Is there anything that any of us could do to help you understand that you are continuing to hurt yourself but chasing this women who does not in any way love you or want to be with you?

Is there any combination of words that we can say to help you understand anything?


----------



## changingmale

Well i love my wife and i love my kids. I want all of us to be together and happy. I do not think that there is anything wrong with that. And if she has beginning to get menopause that may have something to do with it. I really do not want to start all over with a female getting to know her telling her my secrets building a relationship etc. Been married 16 yrs and i want many more yrs with her so i see nothing wrong about wanting to be with her


----------



## Blondilocks

.


----------



## Blondilocks

Your wife might view your talking to her mother as an attempt to manipulate the situation - which it is. Don't go there.


----------



## zookeeper

Women absolutely love it when a man suggests that their behavior is tied to hormonal issues.


----------



## personofinterest

Are you always this controlling and stalkery? You are trying to FORCE her to communicate with you regardless of how stressed it makes her. Now you are trying to bother her mother??? Let it go. Your marriage is over. If I were her I;d be one step away from a restraining order.


----------



## Openminded

Let go of your obsession and listen to what she wants.


----------



## KrisAmiss

zookeeper said:


> Women absolutely love it when a man suggests that their behavior is tied to hormonal issues.

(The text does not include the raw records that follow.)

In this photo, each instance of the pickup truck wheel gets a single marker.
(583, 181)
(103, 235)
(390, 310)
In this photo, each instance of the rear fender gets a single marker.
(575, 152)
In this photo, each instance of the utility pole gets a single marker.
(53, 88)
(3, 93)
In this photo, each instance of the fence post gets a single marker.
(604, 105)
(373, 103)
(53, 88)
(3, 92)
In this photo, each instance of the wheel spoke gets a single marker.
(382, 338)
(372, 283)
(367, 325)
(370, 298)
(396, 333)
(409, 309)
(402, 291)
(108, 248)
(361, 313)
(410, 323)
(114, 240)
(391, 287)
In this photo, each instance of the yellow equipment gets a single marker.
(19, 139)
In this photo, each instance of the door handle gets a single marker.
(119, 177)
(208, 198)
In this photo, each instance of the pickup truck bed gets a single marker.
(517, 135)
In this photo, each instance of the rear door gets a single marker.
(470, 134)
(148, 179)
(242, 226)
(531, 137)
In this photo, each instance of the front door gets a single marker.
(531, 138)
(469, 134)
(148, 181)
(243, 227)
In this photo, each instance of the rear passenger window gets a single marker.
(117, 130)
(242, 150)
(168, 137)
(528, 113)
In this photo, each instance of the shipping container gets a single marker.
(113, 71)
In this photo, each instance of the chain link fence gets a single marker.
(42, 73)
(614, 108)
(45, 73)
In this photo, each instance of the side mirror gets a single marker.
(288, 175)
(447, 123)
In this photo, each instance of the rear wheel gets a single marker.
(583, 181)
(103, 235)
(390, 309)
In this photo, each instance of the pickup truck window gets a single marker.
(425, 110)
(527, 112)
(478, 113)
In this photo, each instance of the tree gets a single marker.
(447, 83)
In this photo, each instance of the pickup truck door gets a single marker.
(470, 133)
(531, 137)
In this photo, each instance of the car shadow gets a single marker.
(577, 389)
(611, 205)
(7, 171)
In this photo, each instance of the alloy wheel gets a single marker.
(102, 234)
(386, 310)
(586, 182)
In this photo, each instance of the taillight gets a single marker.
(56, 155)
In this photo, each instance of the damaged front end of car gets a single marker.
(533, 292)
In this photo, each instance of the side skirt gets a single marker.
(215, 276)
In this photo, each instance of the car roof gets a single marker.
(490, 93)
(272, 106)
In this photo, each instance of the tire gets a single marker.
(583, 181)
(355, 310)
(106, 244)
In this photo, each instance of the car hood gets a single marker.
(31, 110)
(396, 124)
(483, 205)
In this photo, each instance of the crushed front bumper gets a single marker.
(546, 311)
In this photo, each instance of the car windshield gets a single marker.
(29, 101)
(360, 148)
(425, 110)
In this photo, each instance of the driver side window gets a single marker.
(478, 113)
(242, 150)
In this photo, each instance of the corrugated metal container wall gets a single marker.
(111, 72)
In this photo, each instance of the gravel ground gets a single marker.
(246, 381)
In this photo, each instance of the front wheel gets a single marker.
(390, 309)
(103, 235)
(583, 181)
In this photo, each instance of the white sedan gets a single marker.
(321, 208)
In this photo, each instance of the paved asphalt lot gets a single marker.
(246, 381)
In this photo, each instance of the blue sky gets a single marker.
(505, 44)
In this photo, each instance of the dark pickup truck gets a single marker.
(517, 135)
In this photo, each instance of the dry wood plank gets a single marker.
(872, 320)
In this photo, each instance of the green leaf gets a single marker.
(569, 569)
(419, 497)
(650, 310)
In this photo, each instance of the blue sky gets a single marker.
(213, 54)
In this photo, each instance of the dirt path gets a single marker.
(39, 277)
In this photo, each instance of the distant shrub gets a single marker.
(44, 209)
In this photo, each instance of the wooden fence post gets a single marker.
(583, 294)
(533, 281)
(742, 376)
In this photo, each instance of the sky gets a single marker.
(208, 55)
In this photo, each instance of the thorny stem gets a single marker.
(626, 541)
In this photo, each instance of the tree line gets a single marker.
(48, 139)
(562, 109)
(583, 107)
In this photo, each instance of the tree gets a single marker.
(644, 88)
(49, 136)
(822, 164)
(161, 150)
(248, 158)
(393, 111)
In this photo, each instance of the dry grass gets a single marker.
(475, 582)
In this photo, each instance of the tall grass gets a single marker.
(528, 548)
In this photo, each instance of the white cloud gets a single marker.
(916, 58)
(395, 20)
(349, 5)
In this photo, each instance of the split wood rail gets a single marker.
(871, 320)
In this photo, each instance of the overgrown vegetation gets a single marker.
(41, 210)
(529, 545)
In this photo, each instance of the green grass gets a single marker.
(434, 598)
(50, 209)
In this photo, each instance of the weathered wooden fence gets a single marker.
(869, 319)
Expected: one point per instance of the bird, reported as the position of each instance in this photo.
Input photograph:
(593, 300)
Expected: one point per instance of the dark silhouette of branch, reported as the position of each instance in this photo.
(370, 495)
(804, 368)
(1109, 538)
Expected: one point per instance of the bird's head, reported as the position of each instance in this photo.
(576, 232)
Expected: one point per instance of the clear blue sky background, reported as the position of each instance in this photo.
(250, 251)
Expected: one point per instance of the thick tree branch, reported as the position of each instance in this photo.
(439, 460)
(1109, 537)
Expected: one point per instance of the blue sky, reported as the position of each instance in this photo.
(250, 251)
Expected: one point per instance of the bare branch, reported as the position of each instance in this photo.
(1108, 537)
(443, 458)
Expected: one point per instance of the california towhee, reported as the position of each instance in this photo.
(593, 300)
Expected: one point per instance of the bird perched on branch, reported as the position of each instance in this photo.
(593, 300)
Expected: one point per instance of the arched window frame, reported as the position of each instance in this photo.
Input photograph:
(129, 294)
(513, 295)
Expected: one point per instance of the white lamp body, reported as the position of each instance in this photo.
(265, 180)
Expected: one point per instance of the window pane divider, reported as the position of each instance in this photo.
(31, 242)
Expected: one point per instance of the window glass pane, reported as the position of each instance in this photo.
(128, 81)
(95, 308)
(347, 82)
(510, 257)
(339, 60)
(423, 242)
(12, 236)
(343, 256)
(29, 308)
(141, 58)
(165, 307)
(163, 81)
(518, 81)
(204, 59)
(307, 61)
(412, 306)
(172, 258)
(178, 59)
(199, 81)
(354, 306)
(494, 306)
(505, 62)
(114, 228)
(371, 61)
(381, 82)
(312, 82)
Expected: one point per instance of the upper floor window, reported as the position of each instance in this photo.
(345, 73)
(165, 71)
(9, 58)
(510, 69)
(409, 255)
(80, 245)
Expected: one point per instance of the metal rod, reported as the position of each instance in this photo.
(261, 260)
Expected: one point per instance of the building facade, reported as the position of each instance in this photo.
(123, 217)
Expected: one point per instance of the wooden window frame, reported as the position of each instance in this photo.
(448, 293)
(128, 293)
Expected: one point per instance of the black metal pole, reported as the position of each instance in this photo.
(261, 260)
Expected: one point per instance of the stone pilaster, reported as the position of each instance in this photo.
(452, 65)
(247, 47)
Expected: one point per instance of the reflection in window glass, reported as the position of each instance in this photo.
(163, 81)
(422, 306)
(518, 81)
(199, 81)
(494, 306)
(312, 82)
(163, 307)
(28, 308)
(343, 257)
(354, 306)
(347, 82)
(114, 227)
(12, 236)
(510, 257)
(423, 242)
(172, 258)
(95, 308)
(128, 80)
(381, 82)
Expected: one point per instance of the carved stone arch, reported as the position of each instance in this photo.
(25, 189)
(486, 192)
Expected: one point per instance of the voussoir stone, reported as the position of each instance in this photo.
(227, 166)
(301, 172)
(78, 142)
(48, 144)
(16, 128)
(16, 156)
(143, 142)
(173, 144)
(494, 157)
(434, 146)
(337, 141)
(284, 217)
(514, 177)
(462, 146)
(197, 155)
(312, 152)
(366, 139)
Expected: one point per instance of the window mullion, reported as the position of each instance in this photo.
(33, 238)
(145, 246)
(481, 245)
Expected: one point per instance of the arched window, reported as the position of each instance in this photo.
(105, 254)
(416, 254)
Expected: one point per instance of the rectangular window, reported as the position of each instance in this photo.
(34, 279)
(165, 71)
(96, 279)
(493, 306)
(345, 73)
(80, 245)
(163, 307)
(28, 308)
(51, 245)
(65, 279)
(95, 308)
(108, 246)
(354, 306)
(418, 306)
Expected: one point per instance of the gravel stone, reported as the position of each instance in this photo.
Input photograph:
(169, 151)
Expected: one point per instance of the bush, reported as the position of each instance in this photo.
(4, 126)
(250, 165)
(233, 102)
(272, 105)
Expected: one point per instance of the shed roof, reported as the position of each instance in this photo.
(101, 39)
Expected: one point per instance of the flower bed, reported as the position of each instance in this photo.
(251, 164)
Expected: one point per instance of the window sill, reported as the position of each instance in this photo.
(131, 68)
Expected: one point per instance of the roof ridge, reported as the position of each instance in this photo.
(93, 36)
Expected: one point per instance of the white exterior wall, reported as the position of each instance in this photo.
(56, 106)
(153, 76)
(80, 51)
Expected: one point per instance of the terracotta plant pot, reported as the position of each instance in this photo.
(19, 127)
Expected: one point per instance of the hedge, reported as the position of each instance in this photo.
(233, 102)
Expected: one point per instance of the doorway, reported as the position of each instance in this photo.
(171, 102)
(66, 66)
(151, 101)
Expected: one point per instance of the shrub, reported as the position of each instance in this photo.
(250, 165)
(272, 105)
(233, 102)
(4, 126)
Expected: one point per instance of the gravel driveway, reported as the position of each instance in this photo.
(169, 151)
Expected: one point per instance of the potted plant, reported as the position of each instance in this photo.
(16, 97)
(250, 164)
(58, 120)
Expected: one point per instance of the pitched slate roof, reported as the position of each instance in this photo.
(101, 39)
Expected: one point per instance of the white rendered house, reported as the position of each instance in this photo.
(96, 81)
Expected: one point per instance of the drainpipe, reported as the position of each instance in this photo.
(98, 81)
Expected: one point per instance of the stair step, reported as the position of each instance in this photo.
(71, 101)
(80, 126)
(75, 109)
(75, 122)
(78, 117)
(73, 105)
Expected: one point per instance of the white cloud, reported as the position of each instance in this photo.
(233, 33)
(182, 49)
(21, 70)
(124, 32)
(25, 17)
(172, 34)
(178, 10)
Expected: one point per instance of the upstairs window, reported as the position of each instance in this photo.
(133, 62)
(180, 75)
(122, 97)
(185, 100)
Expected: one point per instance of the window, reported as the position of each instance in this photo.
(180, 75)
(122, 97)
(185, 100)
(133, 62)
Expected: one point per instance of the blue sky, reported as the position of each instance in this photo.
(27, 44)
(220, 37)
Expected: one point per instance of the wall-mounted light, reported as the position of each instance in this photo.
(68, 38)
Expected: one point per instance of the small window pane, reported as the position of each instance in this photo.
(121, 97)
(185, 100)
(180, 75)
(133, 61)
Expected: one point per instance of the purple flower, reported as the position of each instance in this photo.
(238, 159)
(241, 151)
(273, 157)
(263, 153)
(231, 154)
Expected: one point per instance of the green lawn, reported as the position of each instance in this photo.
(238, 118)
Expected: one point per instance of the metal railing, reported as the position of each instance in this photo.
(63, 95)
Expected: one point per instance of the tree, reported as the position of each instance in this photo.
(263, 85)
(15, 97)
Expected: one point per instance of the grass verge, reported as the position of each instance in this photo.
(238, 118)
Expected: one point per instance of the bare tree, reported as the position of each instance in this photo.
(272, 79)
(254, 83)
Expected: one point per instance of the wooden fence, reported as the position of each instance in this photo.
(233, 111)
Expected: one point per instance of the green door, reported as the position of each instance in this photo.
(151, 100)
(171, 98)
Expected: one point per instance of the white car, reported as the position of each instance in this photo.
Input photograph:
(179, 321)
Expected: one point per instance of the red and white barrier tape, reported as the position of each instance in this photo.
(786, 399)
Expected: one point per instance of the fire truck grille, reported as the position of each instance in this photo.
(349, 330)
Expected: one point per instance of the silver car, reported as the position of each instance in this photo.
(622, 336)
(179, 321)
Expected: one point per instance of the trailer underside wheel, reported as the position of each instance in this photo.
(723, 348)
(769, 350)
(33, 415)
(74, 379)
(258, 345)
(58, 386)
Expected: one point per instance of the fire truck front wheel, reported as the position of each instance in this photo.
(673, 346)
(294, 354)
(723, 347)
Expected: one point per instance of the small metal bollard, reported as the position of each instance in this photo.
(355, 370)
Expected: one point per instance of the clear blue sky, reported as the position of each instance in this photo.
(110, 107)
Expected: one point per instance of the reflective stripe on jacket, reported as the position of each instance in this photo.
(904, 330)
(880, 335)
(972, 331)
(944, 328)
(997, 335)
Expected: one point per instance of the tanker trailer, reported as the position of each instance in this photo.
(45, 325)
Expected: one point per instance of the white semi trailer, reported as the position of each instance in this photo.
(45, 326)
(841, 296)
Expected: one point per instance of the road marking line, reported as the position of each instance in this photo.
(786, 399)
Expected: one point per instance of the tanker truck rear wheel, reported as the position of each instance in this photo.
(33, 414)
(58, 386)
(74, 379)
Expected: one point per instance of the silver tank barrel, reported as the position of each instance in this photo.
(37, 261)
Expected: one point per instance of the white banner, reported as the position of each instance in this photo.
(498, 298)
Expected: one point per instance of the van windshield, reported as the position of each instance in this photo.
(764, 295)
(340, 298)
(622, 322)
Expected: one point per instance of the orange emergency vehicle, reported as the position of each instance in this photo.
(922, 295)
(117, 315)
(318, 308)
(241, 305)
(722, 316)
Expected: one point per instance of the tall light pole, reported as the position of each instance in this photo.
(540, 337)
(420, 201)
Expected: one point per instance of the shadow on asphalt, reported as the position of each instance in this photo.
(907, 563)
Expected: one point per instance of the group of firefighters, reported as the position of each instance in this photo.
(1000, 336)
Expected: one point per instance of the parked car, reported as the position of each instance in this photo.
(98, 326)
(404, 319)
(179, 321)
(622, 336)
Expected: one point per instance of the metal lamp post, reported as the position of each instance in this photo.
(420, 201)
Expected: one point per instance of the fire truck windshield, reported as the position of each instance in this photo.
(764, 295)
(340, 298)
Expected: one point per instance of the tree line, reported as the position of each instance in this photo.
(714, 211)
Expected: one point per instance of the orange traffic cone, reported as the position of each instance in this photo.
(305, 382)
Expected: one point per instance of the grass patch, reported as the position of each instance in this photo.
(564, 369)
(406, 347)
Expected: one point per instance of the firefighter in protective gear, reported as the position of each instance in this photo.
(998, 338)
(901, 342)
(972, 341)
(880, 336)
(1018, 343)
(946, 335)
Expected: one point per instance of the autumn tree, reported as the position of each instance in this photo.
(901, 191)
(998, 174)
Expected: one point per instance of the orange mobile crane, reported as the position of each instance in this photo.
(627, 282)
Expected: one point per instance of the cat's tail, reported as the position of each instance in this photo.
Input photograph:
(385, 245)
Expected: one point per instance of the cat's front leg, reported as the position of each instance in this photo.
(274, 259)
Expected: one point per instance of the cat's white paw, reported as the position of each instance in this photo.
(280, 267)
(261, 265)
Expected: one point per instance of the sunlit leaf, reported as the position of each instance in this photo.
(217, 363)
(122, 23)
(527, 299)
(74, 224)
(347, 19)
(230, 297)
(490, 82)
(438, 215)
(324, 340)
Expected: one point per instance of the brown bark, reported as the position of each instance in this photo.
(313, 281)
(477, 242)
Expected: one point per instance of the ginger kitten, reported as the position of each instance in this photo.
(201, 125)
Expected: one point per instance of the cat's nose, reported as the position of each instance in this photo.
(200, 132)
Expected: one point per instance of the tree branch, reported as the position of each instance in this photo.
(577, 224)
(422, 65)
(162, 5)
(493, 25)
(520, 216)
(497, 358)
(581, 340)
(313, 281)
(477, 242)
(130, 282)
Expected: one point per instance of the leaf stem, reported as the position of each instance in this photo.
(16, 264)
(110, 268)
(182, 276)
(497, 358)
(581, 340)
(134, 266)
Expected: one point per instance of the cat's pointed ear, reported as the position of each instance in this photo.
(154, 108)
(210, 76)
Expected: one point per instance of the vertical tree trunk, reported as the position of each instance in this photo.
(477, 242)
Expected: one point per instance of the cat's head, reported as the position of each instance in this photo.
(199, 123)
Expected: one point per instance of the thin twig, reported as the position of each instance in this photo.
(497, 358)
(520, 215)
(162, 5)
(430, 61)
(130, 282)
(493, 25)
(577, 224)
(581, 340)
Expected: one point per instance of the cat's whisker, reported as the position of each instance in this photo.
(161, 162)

Yes, we love it! If you divorce, just say your wife went crazy and that will attract women like flies. We will know that you're not the crazy one.

But seriously, it sucks that you want to work it out and she doesn't. I haven't read any of your story so idk but I wouldn't like you trying to get me back through my mom. It would have the opposite effect. 

Appeal to nostalgia, what made you once a happy couple? Make her a photo collage, a video, some romantic gesture. Look within yourself for the issues, not her. You can't change her, only yourself. And though she likely shares the blame, no one likes to have a finger pointed at them. You won't win her back doing it.


----------



## changingmale

I am a Christian and God hates divorce and wants reconciliation. So that is what i would like to happen and praying about it. I feel like she still loves me. We would text saying i love you and the other would text i love you more things like that. Then 2 weeks later she tells me she wants a divorce. It is hard for me to understand etc. No i am not stalking her or obsessed with her


----------



## peacem

Leave the MIL out of it. Its really not a good idea to invite other relatives into marital issues - there are a thousand things that could go wrong from that. And IF you reconcile that would make for some very awkward situations.

I suggest IC. Then go from there.....


----------



## changingmale

Thanks i am not going to


----------



## Diana7

changingmale said:


> I am a Christian and God hates divorce and wants reconciliation. So that is what i would like to happen and praying about it. I feel like she still loves me. We would text saying i love you and the other would text i love you more things like that. Then 2 weeks later she tells me she wants a divorce. It is hard for me to understand etc. No i am not stalking her or obsessed with her


Is she a Christian? What reason does she have for ending the marriage?


----------



## personofinterest

Diana7 said:


> changingmale said:
> 
> 
> 
> I am a Christian and God hates divorce and wants reconciliation. So that is what i would like to happen and praying about it. I feel like she still loves me. We would text saying i love you and the other would text i love you more things like that. Then 2 weeks later she tells me she wants a divorce. It is hard for me to understand etc. No i am not stalking her or obsessed with her
> 
> 
> 
> Is she a Christian? What reason does she have for ending the marriage?
Click to expand...

 This is an example of someone using The Bible to try to control another person. I guarantee this man takes Ephesians 5 to the extreme as well. Not the love your wife part… the submit to your husband part.


----------



## changingmale

Will it is over so you dont have to respond


----------



## changingmale

personofinterest said:


> This is an example of someone using The Bible to try to control another person. I guarantee this man takes Ephesians 5 to the extreme as well. Not the love your wife part… the submit to your husband part.


No you are wrong


----------



## TDSC60

Did you ever ask her why she wants a divorce?


----------